Bamsoet menjelaskan, salah satu bentuk penggunaan senjata api oleh warga sipil adalah untuk keperluan membela diri baik keselamatan nyawa, harta, dan kehormatan diri sendiri atau orang lain. Hal ini menurut hukum dibenarkan hanya dalam keadaan tertentu yakni keadaan bela paksa atau noodweer, bela paksa berlebih atau noodweer excess maupun keadaan darurat atau overmacht, sebagaimana diatur dalam Kitab Undang-Undang Hukum Pidana.
Kata Bamsoet, rancangan naskah akademik Peraturan Pemerintah (PP) tentang Perizinan Senjata Api Bela Diri Sipil Non-Organik TNI/Polri, yang disiapkan DPP Perikhsa sudah diserahkan kepada Kementerian Hukum dan HAM RI. Naskah akademik untuk revisi UU Darurat No 12 tahun 1951 juga sudah siap.
"Semoga bisa diajukan menjadi RUU inisiatif DPR pada periode 2024-2029 mendatang," kata Bamsoet.
Ia menerangkan, revisi UU Darurat No 12 tahun 1951 dan keberadaan PP juga bisa untuk menghindari kriminalisasi terhadap pemilik Ikhsa. Sebagai contoh, beberapa waktu lalu, pemilik Ikhsa yang terancam nyawanya karena berpotensi dikeroyok oleh sopir bus dan kawan-kawannya, justru malah berhadapan dengan hukum karena ia mengokang senjata api bela diri miliknya.
Padahal, ia tidak mengarahkan senjata api, hanya mengokang dan menaruh kembali senjata api di sarungnya, sebagai antisipasi sekaligus pernyataan verbal bahwa dia bersenjata untuk mencegah terjadinya pengeroyokan yang sudah hampir terjadi.
"Kisah memilukan juga pernah dialami pemilik Ikhsa lainnya yang juga merupakan anggota Perbakin. Walaupun memiliki senjata api bela diri, Ia justru tidak berani menggunakannya dalam menghadapi pengeroyokan karena tiadanya kepastian hukum," ujarnya.
Bamaoet menyebut, para pemilik senjata api itu, selain berkontribusi dalam pendapatan negara melalui penerimaan negara bukan pajak (PNBP), mereka juga dapat membantu pemerintah dan kepolisian dalam menjaga keamanan dan ketertiban di masyarakat.
"Sekaligus bisa dimanfaatkan sebagai komponen cadangan yang sewaktu-waktu bisa mendukung TNI sebagai bagian penjaga kedaulatan bangsa dan negara," katanya.

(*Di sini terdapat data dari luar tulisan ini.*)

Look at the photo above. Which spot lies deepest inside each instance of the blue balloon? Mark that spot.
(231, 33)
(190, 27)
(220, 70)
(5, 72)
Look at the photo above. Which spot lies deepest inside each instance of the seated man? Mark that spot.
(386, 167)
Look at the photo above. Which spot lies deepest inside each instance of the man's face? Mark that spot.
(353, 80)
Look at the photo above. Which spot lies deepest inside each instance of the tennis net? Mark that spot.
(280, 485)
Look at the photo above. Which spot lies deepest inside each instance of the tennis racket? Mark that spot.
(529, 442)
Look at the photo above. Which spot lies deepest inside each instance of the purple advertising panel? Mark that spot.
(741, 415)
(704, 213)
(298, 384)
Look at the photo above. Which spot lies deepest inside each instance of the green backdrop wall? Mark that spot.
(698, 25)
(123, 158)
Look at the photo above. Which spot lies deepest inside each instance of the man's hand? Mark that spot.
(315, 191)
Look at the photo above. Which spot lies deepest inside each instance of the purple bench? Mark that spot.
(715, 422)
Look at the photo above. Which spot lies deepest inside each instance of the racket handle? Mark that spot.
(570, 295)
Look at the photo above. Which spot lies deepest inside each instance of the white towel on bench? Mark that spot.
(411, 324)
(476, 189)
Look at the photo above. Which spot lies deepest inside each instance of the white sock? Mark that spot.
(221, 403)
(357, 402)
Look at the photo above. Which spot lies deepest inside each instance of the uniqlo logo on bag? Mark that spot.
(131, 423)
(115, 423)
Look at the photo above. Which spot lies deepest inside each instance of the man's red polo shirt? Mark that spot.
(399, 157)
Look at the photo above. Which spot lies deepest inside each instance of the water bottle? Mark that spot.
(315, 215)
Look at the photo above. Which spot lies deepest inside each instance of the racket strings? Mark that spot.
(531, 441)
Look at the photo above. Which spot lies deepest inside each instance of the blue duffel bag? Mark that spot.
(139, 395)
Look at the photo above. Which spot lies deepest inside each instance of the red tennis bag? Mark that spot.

Selain membuka kegiatan Asah Keterampilan Penggunaan Senjata Bela Diri Perikhsa 2024, Bamsoet juga mengukuhkan kepengurusan DPD Perikhsa Bali. Menurutnya, keberadaan DPP dan DPD Perikhsa di seluruh provinsi memang diperlukan untuk mewadahi para pemilik izin khusus senjata api bela diri yang saat ini berjumlah 27.000 orang serta memberikan edukasi dan pembinaan kepada para pemilik senjata api bela diri.
"Para anggota Perikhsa akan dilatih mengenai cara pemakaian senjata api dan batasan-batasannya sehingga tidak menjadi bumerang. Salah satu edukasi yang kita lakukan dengan mengadakan kegiatan asah keterampilan penggunaan senjata api bela diri Perikhsa ini," ujar Bamsoet. (*)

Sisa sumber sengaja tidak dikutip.